I hear a lot of talk about how we -- that is, all of us who love golf -- need to make an effort to grow the game. There's no question, we have to spread the word. Trends are moving against us; there are fewer courses and fewer players than there used to be. But I worry that the complexity of life on the PGA Tour creates the wrong impression in everyday players. In promoting the professionalism of life on Tour, we may be hiding golf's simple pleasures in the shadows.
For the typical Tour player today to compete at an elite level, he needs an army -- swing coach, sports psychologist, personal trainer, nutritionist. Not to mention truckloads of stuff, like video equipment and $25,000 launch monitors. Countless cottage industries have sprouted to provide support and information to the world's best players.
Don't misunderstand me. I'm not against any of these things. Men who make their living between the ropes need them. But we need to be careful about exalting the pro game as a standard for the recreational player. If newcomers to golf think they need the same instruction, fitness, equipment and data that the pros have access to, they'll be intimidated by both the difficulty and the cost.

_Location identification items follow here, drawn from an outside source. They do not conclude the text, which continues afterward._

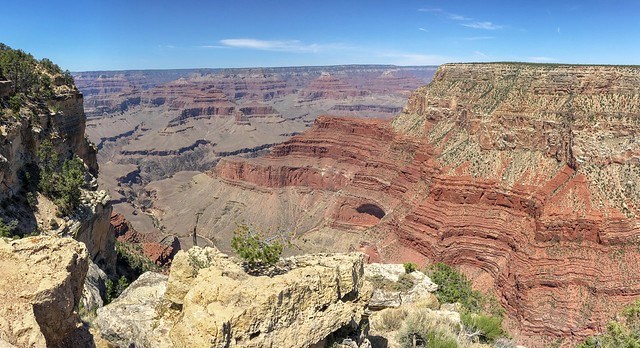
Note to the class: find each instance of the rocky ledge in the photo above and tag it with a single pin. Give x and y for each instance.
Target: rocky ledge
(42, 282)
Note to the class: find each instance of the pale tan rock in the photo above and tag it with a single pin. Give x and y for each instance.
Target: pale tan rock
(297, 309)
(134, 318)
(186, 265)
(42, 281)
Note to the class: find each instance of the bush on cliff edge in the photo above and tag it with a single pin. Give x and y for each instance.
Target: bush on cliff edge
(254, 248)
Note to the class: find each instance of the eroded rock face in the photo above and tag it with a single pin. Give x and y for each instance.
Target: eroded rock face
(133, 318)
(94, 289)
(211, 302)
(42, 281)
(159, 248)
(421, 289)
(296, 309)
(523, 175)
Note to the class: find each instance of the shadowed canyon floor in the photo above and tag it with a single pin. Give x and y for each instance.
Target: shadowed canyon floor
(523, 175)
(152, 125)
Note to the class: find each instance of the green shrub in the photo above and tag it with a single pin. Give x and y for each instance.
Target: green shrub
(391, 319)
(6, 230)
(453, 287)
(22, 68)
(60, 182)
(251, 245)
(424, 328)
(405, 283)
(409, 267)
(115, 289)
(488, 328)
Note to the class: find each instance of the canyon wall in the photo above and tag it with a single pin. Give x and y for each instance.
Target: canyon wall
(62, 121)
(156, 125)
(523, 175)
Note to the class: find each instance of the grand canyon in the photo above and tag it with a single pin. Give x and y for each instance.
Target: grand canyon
(375, 187)
(522, 175)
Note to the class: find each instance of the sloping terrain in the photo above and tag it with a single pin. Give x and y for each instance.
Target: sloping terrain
(152, 125)
(523, 175)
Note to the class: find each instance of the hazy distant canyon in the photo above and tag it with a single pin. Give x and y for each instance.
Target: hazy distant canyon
(150, 125)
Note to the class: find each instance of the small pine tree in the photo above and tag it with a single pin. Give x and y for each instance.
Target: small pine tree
(252, 246)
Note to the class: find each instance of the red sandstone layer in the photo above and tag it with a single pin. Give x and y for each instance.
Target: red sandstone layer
(515, 185)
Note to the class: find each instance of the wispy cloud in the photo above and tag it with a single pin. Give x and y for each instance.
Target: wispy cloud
(480, 54)
(213, 46)
(476, 38)
(465, 21)
(482, 25)
(541, 59)
(278, 45)
(405, 58)
(456, 17)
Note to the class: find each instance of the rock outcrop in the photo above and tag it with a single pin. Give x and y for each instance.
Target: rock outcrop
(58, 118)
(133, 319)
(523, 175)
(158, 248)
(42, 281)
(211, 301)
(94, 289)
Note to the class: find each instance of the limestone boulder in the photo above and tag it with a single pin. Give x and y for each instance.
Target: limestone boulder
(42, 282)
(224, 307)
(134, 318)
(385, 297)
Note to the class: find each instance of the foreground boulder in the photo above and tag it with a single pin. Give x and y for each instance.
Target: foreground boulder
(132, 319)
(211, 302)
(42, 281)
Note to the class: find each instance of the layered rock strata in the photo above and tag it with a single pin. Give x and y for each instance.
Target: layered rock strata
(522, 175)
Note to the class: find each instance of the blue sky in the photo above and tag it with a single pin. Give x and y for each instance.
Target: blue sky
(141, 34)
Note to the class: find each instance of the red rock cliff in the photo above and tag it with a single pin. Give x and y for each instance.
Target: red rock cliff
(523, 175)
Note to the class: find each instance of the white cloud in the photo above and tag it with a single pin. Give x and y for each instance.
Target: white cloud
(480, 54)
(482, 25)
(278, 45)
(403, 58)
(212, 46)
(541, 59)
(456, 17)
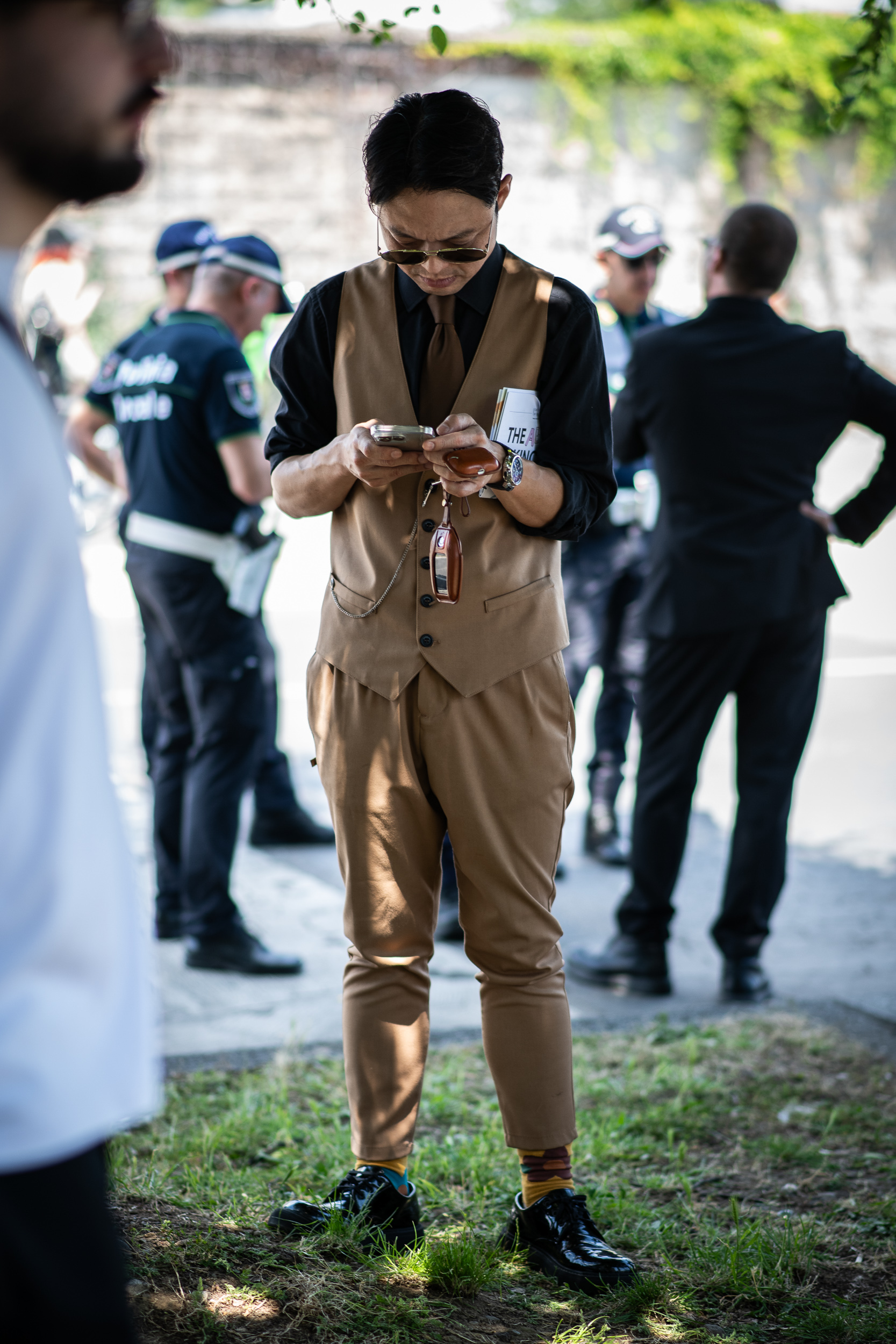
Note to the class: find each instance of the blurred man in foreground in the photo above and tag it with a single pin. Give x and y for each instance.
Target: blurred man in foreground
(736, 410)
(76, 1018)
(604, 571)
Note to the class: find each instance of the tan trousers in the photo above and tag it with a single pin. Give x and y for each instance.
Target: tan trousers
(496, 769)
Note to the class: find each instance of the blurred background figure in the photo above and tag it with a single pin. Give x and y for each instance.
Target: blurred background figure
(736, 409)
(184, 404)
(278, 819)
(76, 1010)
(57, 300)
(605, 570)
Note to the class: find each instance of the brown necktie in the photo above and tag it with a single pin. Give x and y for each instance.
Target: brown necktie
(444, 367)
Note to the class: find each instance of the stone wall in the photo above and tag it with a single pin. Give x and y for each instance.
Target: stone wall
(264, 133)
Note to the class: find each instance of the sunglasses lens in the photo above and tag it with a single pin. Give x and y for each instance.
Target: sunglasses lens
(412, 259)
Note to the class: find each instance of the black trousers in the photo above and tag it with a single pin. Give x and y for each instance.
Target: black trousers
(602, 580)
(273, 780)
(774, 673)
(209, 667)
(62, 1275)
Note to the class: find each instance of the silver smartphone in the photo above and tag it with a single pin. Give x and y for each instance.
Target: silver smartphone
(407, 437)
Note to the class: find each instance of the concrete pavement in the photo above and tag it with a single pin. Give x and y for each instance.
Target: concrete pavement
(835, 931)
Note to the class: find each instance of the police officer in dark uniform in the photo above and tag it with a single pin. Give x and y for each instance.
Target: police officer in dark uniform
(278, 819)
(184, 404)
(604, 571)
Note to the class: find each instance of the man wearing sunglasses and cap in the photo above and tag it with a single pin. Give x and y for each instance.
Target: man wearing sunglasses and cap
(186, 409)
(278, 819)
(604, 570)
(178, 254)
(439, 710)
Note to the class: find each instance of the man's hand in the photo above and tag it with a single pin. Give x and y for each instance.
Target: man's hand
(453, 433)
(817, 515)
(375, 464)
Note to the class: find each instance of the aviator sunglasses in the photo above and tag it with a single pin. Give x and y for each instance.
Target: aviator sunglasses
(414, 256)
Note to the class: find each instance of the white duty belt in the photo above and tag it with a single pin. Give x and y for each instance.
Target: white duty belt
(242, 570)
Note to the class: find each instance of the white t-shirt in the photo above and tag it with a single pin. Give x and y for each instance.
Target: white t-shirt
(77, 1030)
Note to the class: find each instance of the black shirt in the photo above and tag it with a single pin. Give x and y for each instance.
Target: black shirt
(175, 391)
(575, 437)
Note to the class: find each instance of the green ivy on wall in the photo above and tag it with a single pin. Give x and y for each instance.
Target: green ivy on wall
(751, 70)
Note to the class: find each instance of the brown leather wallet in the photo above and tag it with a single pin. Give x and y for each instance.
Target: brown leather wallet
(472, 461)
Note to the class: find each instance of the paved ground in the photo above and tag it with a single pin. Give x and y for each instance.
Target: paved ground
(835, 934)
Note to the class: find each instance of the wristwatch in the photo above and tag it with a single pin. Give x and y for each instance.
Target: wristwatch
(512, 472)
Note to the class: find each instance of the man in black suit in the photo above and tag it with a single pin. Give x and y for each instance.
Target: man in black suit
(736, 409)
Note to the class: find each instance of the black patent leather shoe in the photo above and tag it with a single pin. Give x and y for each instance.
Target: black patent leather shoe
(602, 837)
(364, 1194)
(626, 966)
(283, 828)
(743, 982)
(240, 950)
(561, 1238)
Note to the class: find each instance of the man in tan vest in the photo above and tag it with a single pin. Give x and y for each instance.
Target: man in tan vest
(428, 714)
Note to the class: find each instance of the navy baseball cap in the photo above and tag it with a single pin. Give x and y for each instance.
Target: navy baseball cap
(253, 256)
(632, 232)
(183, 245)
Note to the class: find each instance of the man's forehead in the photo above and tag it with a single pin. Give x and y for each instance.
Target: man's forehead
(434, 221)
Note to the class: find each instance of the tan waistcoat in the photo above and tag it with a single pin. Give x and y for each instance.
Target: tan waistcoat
(511, 612)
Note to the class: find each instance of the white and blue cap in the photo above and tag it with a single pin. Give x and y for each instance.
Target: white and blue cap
(183, 244)
(632, 232)
(253, 256)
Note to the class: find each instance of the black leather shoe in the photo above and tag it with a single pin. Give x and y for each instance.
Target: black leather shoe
(273, 828)
(240, 950)
(561, 1238)
(626, 966)
(744, 982)
(366, 1194)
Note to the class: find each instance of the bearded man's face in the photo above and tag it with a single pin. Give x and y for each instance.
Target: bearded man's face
(77, 80)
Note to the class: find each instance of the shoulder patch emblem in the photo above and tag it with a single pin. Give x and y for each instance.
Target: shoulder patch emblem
(606, 312)
(240, 386)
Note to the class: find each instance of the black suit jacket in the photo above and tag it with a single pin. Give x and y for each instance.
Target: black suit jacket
(736, 409)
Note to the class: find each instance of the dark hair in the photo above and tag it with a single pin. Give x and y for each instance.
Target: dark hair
(434, 141)
(758, 244)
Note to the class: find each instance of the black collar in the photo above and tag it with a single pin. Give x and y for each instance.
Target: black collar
(741, 307)
(478, 292)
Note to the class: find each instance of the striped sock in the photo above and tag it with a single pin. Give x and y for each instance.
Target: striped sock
(394, 1168)
(544, 1170)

Think about Sam Snead and Ben Hogan, or even some recent winners with unique swings, such as Bubba Watson and J.B. Holmes. These guys are proof that you don't need a standardized swing method or a personalized workout routine to play great golf. In Snead and Hogan's day, players typically went to the range with a shag bag and just two goals: to lose as few balls as possible, and to minimize the walking distance when collecting them. Pretty simple, right? Practice doesn't have to be difficult. Making golf overly complicated will simply push people away from the game, not toward it. Where are you going to find the time for a golf-specific workout and multiple practice sessions?

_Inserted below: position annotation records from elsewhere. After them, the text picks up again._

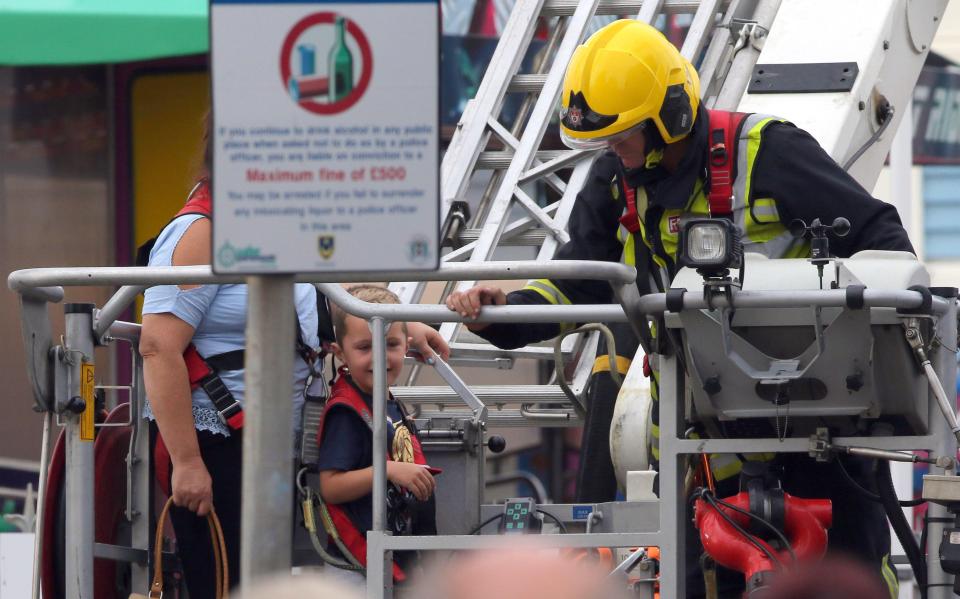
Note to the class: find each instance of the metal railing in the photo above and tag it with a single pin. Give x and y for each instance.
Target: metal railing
(272, 510)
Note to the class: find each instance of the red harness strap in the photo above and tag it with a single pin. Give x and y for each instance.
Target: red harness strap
(199, 201)
(344, 394)
(722, 149)
(723, 143)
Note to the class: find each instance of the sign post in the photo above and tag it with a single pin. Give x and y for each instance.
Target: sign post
(325, 140)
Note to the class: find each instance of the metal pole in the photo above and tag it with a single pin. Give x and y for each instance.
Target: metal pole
(41, 495)
(378, 328)
(79, 455)
(379, 573)
(267, 508)
(140, 481)
(672, 469)
(946, 445)
(747, 54)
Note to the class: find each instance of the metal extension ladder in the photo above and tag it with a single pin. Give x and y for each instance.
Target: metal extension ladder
(516, 170)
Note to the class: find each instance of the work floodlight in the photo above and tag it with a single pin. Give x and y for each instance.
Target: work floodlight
(711, 245)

Hey, I'm all for instruction, but I know plenty of guys who have never had a lesson but still shoot low scores. Heck, a certain lefty who taught himself to play has won the Masters twice -- with a pink driver, no less. As for fitness, sure, it's nice, but six-pack abs are not required in a Saturday four-ball.

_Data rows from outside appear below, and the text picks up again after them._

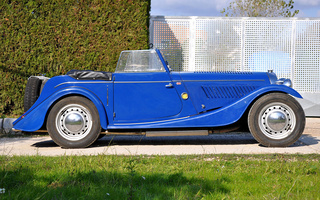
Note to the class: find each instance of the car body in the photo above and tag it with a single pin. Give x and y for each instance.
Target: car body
(144, 94)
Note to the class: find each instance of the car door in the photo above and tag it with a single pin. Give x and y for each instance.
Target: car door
(143, 89)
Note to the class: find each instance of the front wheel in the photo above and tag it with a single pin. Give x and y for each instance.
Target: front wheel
(73, 122)
(276, 120)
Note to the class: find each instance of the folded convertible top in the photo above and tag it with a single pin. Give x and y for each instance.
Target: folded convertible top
(90, 75)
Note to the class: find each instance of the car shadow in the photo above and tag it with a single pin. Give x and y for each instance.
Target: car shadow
(213, 139)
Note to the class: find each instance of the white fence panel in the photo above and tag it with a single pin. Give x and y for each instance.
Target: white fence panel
(289, 46)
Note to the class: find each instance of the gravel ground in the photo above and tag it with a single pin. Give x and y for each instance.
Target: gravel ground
(229, 143)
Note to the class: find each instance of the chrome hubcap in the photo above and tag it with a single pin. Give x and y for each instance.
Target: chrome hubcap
(277, 121)
(74, 122)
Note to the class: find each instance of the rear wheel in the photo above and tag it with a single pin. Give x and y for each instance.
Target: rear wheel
(276, 120)
(32, 92)
(74, 122)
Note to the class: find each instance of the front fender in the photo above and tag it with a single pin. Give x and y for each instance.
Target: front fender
(34, 118)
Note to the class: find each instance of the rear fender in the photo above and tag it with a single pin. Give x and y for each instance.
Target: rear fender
(39, 110)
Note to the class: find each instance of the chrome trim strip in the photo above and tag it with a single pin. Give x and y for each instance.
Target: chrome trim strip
(142, 81)
(115, 124)
(90, 82)
(261, 80)
(81, 83)
(220, 80)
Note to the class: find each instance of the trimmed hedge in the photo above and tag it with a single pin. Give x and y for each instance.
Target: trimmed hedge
(55, 36)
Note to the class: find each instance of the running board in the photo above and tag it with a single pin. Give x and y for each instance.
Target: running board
(152, 133)
(176, 133)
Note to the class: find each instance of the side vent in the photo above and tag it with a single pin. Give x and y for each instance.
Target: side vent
(226, 92)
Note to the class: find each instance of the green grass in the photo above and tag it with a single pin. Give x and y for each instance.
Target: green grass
(161, 177)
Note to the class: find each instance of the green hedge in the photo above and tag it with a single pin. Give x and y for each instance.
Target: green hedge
(55, 36)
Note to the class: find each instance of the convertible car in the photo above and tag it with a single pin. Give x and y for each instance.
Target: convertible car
(144, 96)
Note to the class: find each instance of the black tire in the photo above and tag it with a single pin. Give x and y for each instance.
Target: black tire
(74, 122)
(276, 120)
(32, 92)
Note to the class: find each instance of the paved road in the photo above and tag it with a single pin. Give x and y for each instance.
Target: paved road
(232, 143)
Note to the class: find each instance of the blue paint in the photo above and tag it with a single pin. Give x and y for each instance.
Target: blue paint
(148, 100)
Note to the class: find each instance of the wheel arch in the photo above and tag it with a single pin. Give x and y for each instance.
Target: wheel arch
(93, 98)
(286, 90)
(44, 104)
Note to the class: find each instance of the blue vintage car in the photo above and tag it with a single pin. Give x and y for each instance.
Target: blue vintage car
(144, 96)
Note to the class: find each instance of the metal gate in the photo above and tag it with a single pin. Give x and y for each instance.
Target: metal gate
(289, 46)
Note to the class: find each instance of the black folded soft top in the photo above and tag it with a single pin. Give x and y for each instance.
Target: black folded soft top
(90, 75)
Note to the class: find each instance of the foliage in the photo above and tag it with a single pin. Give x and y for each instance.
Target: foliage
(160, 177)
(55, 36)
(260, 8)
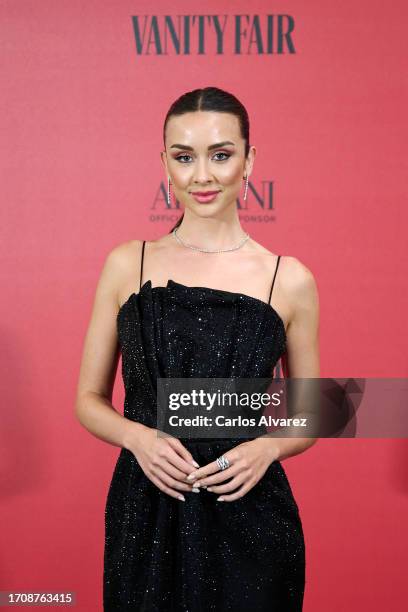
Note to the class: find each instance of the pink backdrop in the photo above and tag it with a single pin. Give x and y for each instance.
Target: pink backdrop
(81, 133)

If we want to bring more people to the game, we should focus on the fun. If a lot of practice and workout time is enjoyable to you, then by all means get at it. But don't turn golf into work. Tailor your expectations toward having fun when you play, instead of being obsessed with performance. Lower your expectations for your swing. Just enjoy your round, and the fact that you get to play a game in the sunshine. You may actually play better using this approach, because the pressure is off. I can't promise that you'll shoot lower scores (although you might). But I can promise that you'll have a lot more fun.